The true enjoyment of travel comes from realizing that the world still has something to teach you. Embrace it fully.

Make It Unique

Traveling has many benefits. It is a great opportunity to disconnect from daily routine, widen our perspective by getting to know new cultures. People who travel a lot start to embrace changes, easily overcome their problems and get many new ideas. While many people share the same travel experiences, you still can make it unique for yourself.

Start a travel journal

Keep your ideas, impressions in one place. Feel free to write whatever pops into your head. Smells, sights, sounds, taste, human interactions. You will see stuff you never noticed before.

Put the phone away

Be present in the moment when you travel.
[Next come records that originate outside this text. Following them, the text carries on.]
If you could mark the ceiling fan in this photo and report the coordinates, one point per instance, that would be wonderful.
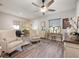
(44, 7)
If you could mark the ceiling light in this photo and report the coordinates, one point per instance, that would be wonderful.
(44, 9)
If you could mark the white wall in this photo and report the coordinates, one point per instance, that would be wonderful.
(77, 13)
(7, 21)
(63, 14)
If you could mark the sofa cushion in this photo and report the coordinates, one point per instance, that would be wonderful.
(9, 35)
(14, 43)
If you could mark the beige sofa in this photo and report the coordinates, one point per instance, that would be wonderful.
(9, 41)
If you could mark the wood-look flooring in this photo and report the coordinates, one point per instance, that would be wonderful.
(42, 49)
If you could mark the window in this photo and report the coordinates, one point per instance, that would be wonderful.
(55, 25)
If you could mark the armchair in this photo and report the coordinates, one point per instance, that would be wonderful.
(9, 41)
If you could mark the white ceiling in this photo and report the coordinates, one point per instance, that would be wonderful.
(24, 8)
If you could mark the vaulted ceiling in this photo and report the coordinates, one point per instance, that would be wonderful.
(24, 8)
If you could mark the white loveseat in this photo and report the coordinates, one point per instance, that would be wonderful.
(9, 41)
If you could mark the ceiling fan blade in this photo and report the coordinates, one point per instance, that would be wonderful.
(50, 3)
(35, 4)
(51, 10)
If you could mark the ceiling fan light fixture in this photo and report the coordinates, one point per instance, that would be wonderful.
(44, 9)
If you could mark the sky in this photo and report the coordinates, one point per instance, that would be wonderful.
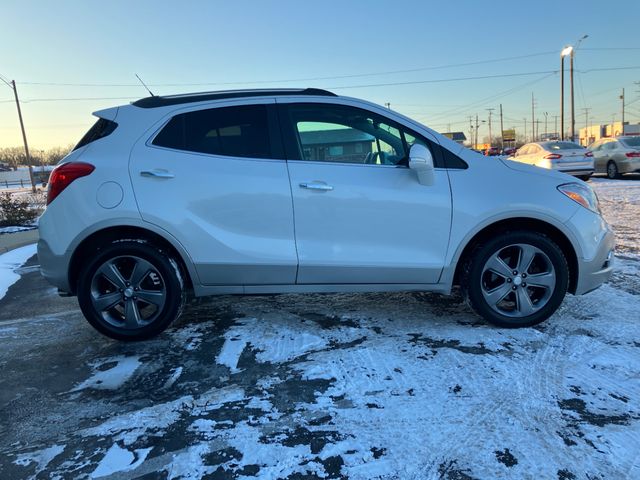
(437, 62)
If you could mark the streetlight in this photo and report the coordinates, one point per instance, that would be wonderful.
(570, 51)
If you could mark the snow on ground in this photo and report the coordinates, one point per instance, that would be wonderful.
(11, 261)
(383, 385)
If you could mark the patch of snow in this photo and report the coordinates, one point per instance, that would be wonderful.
(172, 379)
(118, 459)
(42, 457)
(111, 378)
(11, 261)
(190, 464)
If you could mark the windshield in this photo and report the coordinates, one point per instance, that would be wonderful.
(564, 146)
(632, 142)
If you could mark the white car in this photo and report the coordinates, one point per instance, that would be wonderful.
(567, 157)
(616, 156)
(271, 191)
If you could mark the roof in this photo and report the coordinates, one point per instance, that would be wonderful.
(155, 101)
(455, 136)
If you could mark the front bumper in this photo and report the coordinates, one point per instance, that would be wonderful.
(596, 271)
(54, 268)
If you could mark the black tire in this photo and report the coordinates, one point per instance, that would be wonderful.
(522, 304)
(612, 170)
(142, 296)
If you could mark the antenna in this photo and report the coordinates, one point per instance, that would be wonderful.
(144, 85)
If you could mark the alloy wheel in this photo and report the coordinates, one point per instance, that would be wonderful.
(128, 292)
(518, 280)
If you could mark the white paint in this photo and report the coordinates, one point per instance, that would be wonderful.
(11, 261)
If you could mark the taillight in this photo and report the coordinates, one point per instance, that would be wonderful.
(62, 176)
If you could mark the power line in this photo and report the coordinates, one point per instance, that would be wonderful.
(335, 77)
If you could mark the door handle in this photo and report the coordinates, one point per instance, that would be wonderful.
(317, 186)
(157, 174)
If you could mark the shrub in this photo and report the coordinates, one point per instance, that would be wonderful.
(16, 211)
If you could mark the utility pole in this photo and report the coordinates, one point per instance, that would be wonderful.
(533, 119)
(501, 130)
(12, 85)
(561, 96)
(475, 144)
(622, 98)
(586, 126)
(490, 112)
(471, 131)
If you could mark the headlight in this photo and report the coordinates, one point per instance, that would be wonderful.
(583, 194)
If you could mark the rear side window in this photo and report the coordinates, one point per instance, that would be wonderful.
(100, 129)
(230, 131)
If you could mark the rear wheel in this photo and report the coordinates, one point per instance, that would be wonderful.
(612, 170)
(517, 279)
(130, 291)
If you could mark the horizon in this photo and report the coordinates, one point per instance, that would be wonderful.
(440, 73)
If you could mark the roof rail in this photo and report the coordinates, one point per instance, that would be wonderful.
(155, 102)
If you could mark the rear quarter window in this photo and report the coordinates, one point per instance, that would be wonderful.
(241, 131)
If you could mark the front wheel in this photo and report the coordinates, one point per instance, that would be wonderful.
(517, 279)
(130, 290)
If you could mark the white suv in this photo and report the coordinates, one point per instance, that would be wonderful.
(305, 191)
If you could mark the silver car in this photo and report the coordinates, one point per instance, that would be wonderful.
(616, 156)
(566, 157)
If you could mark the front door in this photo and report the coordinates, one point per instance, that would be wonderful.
(361, 216)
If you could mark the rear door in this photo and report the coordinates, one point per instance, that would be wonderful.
(215, 178)
(361, 216)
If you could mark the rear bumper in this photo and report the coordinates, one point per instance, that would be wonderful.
(577, 171)
(631, 165)
(54, 268)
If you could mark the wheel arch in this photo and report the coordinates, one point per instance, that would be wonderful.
(98, 239)
(522, 223)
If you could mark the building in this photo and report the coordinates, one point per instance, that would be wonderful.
(590, 134)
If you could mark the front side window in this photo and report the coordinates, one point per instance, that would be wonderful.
(341, 134)
(632, 142)
(240, 131)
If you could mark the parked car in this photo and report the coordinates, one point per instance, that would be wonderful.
(616, 156)
(273, 191)
(492, 152)
(566, 157)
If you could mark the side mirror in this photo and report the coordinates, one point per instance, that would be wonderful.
(421, 161)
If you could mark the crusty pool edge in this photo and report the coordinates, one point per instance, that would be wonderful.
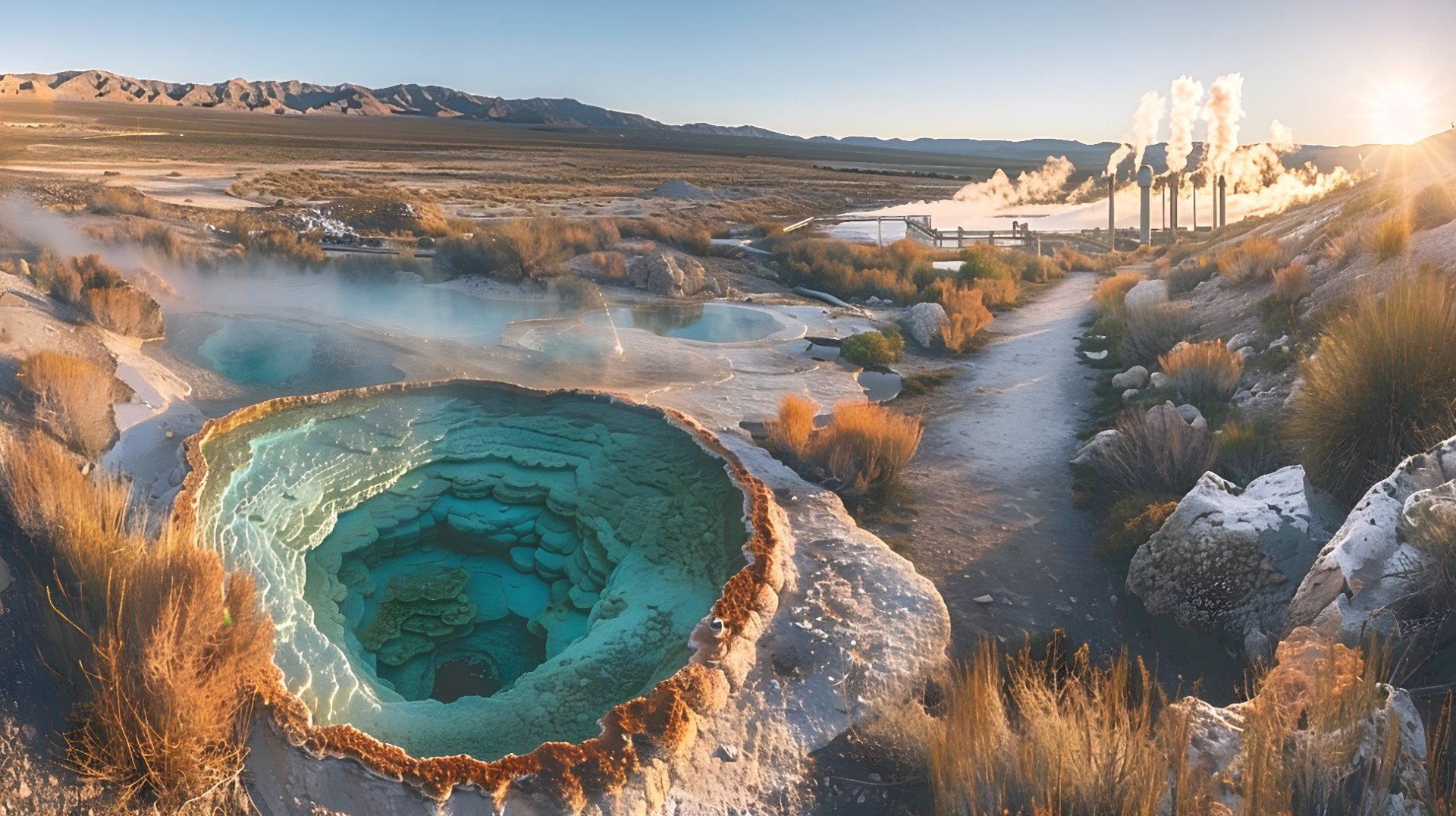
(653, 726)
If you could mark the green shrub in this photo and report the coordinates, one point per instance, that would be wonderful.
(873, 349)
(1382, 385)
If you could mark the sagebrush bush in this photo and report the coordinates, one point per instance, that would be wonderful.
(1156, 452)
(791, 427)
(874, 347)
(1433, 206)
(1111, 292)
(162, 646)
(1204, 373)
(865, 446)
(72, 398)
(1254, 259)
(1153, 330)
(1382, 385)
(1392, 235)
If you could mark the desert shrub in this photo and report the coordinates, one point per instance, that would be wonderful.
(865, 446)
(123, 202)
(1110, 293)
(1254, 259)
(1432, 207)
(873, 349)
(1204, 373)
(164, 648)
(1131, 520)
(1392, 235)
(1152, 331)
(791, 427)
(1060, 735)
(1156, 452)
(610, 264)
(1187, 276)
(1248, 450)
(72, 398)
(1382, 385)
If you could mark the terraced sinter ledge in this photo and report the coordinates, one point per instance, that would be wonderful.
(471, 570)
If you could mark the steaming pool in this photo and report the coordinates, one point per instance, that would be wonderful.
(472, 569)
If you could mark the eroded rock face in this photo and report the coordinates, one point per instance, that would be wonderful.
(924, 324)
(1367, 579)
(820, 611)
(1229, 560)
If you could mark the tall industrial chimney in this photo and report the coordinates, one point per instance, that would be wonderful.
(1145, 180)
(1223, 203)
(1111, 212)
(1172, 204)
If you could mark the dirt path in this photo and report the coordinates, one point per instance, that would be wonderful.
(992, 501)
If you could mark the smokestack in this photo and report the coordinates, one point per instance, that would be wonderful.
(1145, 180)
(1172, 207)
(1111, 212)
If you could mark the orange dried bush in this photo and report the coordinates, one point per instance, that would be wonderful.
(789, 430)
(1203, 372)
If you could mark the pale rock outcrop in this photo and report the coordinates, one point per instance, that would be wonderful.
(924, 324)
(1133, 378)
(669, 273)
(1145, 295)
(1229, 560)
(1308, 664)
(1367, 577)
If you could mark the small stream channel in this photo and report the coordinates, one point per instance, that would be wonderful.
(990, 509)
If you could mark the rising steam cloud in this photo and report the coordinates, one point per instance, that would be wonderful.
(1185, 95)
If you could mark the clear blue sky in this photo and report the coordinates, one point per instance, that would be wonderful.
(934, 67)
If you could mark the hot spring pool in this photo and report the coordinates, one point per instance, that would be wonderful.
(472, 569)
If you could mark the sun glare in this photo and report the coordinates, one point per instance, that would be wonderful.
(1400, 111)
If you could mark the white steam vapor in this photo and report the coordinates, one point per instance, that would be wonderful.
(1043, 185)
(1223, 112)
(1185, 95)
(1145, 124)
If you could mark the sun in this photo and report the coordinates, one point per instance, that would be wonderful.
(1400, 111)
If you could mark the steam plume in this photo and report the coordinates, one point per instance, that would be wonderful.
(1187, 93)
(1223, 112)
(1145, 123)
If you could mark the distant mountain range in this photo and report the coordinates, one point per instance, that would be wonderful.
(302, 98)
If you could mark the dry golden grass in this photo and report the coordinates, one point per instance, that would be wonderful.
(1292, 283)
(1204, 373)
(1110, 293)
(164, 648)
(72, 398)
(865, 446)
(1254, 259)
(1392, 235)
(789, 430)
(1382, 385)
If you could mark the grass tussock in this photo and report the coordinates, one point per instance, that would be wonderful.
(164, 648)
(1110, 293)
(1254, 259)
(865, 446)
(1392, 235)
(1382, 385)
(1204, 373)
(1153, 330)
(873, 349)
(789, 430)
(1156, 452)
(72, 398)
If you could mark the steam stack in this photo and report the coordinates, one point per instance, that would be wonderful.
(1145, 180)
(1172, 204)
(1111, 210)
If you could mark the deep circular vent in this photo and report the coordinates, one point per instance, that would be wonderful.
(472, 569)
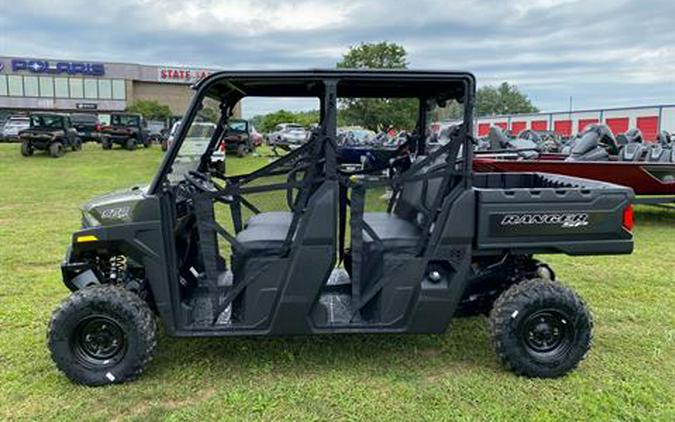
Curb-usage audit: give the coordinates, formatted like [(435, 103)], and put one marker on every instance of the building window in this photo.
[(3, 85), (91, 89), (15, 85), (61, 88), (30, 86), (76, 88), (118, 89), (104, 89), (46, 86)]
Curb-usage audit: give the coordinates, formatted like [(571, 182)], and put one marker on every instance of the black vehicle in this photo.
[(237, 138), (451, 242), (127, 130), (49, 132), (87, 125)]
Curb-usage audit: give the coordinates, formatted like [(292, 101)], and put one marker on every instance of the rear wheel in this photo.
[(102, 335), (540, 328), (131, 144), (77, 144), (56, 149), (26, 149)]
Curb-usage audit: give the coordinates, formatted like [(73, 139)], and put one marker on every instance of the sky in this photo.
[(601, 53)]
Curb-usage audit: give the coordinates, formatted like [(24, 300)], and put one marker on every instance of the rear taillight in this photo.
[(628, 218)]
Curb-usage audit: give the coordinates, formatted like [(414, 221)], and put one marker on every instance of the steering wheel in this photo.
[(201, 182)]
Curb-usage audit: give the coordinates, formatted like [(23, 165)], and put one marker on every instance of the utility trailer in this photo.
[(212, 255)]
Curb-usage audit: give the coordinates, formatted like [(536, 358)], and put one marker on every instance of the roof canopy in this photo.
[(350, 84)]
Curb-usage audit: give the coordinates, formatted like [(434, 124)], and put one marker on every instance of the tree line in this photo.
[(376, 113)]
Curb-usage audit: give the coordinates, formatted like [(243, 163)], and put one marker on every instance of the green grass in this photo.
[(629, 375)]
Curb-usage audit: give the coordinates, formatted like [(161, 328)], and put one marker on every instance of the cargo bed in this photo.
[(548, 213)]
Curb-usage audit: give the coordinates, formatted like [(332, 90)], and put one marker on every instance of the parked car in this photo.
[(87, 125), (288, 134), (199, 135), (155, 129), (49, 132), (14, 125), (257, 138), (127, 130), (237, 138)]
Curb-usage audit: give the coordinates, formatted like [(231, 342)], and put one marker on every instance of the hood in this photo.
[(118, 207), (40, 131)]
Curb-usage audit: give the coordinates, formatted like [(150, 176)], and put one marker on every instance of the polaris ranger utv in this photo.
[(215, 255), (126, 130), (49, 132)]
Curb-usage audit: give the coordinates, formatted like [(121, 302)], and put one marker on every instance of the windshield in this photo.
[(237, 126), (195, 144), (124, 120), (45, 121), (17, 122)]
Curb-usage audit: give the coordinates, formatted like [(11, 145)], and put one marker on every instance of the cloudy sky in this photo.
[(602, 53)]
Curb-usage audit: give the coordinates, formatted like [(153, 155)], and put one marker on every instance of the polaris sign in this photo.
[(70, 68)]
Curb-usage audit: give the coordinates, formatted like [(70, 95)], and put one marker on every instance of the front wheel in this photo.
[(56, 149), (540, 328), (102, 335), (26, 149)]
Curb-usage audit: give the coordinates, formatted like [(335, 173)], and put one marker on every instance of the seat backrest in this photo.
[(632, 152), (634, 136), (417, 197), (655, 152), (663, 138)]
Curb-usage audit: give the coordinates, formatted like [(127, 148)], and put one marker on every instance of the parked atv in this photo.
[(49, 132), (268, 253), (126, 130)]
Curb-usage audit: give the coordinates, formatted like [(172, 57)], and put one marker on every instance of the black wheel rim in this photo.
[(99, 340), (547, 333)]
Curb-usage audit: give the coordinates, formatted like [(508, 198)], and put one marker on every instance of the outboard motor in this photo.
[(634, 136), (660, 151), (664, 139), (497, 138)]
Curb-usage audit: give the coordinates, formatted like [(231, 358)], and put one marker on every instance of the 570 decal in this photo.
[(566, 220)]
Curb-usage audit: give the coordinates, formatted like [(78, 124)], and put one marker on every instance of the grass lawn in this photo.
[(629, 375)]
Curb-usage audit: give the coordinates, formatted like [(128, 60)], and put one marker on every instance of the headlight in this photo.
[(89, 221)]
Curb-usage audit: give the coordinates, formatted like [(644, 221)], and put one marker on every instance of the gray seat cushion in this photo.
[(278, 218), (263, 236), (394, 232)]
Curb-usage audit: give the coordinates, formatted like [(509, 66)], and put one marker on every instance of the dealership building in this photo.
[(30, 84)]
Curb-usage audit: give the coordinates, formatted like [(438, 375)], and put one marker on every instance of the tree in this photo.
[(377, 113), (210, 114), (504, 99), (150, 109)]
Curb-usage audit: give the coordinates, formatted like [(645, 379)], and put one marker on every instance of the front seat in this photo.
[(588, 149)]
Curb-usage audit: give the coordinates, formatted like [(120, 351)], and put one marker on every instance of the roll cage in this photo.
[(228, 88)]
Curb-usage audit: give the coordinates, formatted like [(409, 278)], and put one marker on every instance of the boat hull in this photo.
[(644, 177)]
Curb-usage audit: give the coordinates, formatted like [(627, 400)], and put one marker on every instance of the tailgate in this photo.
[(546, 213)]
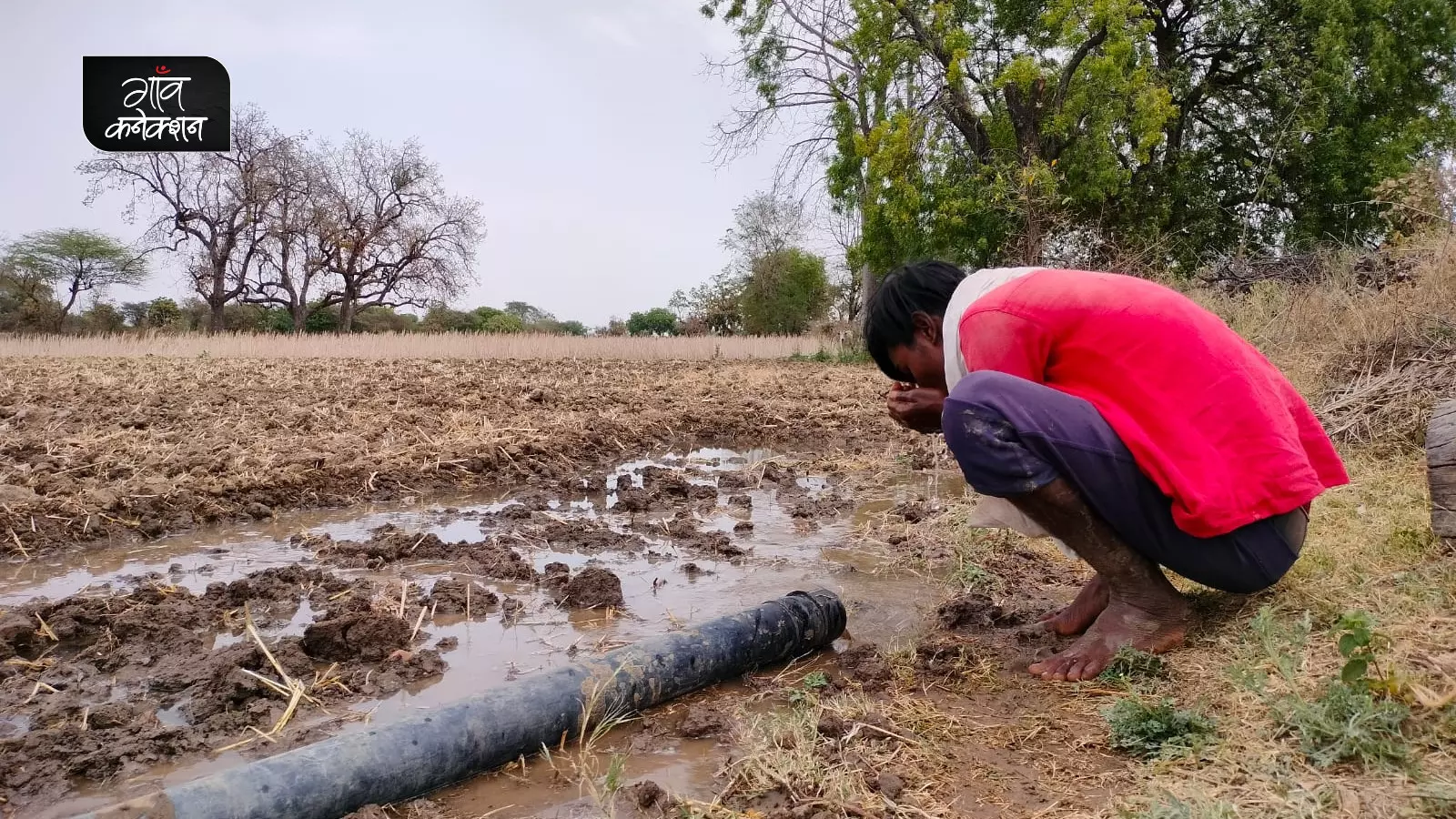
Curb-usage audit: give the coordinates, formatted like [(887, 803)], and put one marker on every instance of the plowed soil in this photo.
[(140, 448)]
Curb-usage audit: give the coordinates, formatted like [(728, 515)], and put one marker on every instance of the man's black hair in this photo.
[(917, 288)]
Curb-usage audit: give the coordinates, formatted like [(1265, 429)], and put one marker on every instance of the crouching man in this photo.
[(1120, 417)]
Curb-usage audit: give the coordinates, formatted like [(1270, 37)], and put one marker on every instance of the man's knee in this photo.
[(986, 443)]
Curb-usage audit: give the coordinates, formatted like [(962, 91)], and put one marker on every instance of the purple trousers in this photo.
[(1012, 436)]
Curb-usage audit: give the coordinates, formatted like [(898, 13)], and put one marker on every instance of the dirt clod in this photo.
[(357, 636), (593, 588), (865, 666), (970, 611), (890, 785), (699, 722)]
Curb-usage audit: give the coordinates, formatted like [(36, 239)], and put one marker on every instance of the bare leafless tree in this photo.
[(211, 203), (296, 251), (764, 223), (389, 232)]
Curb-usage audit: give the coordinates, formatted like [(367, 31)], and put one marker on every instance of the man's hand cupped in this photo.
[(916, 407)]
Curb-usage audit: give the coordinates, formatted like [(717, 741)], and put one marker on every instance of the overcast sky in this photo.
[(584, 127)]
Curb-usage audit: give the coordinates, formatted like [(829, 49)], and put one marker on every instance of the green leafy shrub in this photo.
[(1155, 731), (1347, 723), (1130, 665)]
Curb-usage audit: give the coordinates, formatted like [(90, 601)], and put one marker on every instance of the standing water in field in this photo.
[(404, 608)]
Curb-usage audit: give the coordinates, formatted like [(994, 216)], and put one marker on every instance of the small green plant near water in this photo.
[(844, 356), (1356, 717), (808, 687), (1359, 644), (1347, 723), (975, 577), (615, 770), (1438, 799), (1130, 666), (1169, 806), (1157, 731)]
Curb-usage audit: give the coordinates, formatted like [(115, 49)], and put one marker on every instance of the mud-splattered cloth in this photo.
[(1012, 436)]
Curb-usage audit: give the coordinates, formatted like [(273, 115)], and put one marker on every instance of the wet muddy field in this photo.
[(150, 663)]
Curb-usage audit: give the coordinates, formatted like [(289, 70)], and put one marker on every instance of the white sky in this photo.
[(584, 127)]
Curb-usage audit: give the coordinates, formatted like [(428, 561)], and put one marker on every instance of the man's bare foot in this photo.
[(1120, 624), (1082, 612)]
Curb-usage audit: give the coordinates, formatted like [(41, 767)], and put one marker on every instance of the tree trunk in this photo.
[(347, 309), (217, 300), (1441, 464), (866, 288)]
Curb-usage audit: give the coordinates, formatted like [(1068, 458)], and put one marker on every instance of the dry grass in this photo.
[(415, 346), (1370, 363)]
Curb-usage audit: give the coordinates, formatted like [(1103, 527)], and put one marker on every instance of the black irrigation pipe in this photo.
[(412, 756)]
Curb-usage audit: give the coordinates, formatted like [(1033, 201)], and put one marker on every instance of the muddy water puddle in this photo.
[(487, 589)]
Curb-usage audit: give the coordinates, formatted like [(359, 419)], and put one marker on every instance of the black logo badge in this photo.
[(159, 104)]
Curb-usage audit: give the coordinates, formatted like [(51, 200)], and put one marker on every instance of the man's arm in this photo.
[(916, 407)]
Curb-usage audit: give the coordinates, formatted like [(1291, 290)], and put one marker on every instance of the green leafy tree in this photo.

Observe it all with your own eyes. Snapchatting and Instagramming is good, but do it later.

Watch life happen in front of you

Sit in a park or in a street café and watch people. This way you will feel the pulse of the place you’re visiting.

Try local dishes

To taste the country’s culture, try local cuisine. Forget about popular food chains for a while.

Hire a local driver

Hiring a local driver has a huge benefit. You will gather a lot of new information about the culture and customs of the country while on the road.

Meet local people

Learn from those who live in the country you’re visiting. Even if that means to combine gestures and body language to communicate.

Try new things

Break out of your comfort zone. Challenge yourself.

Remember, we are all sharing this beautiful world. What matters is that everybody is curious about it and it is a wonderful thing. Regardless of what you choose, be a tourist or a traveler, or both of them – just make sure your trip is memorable.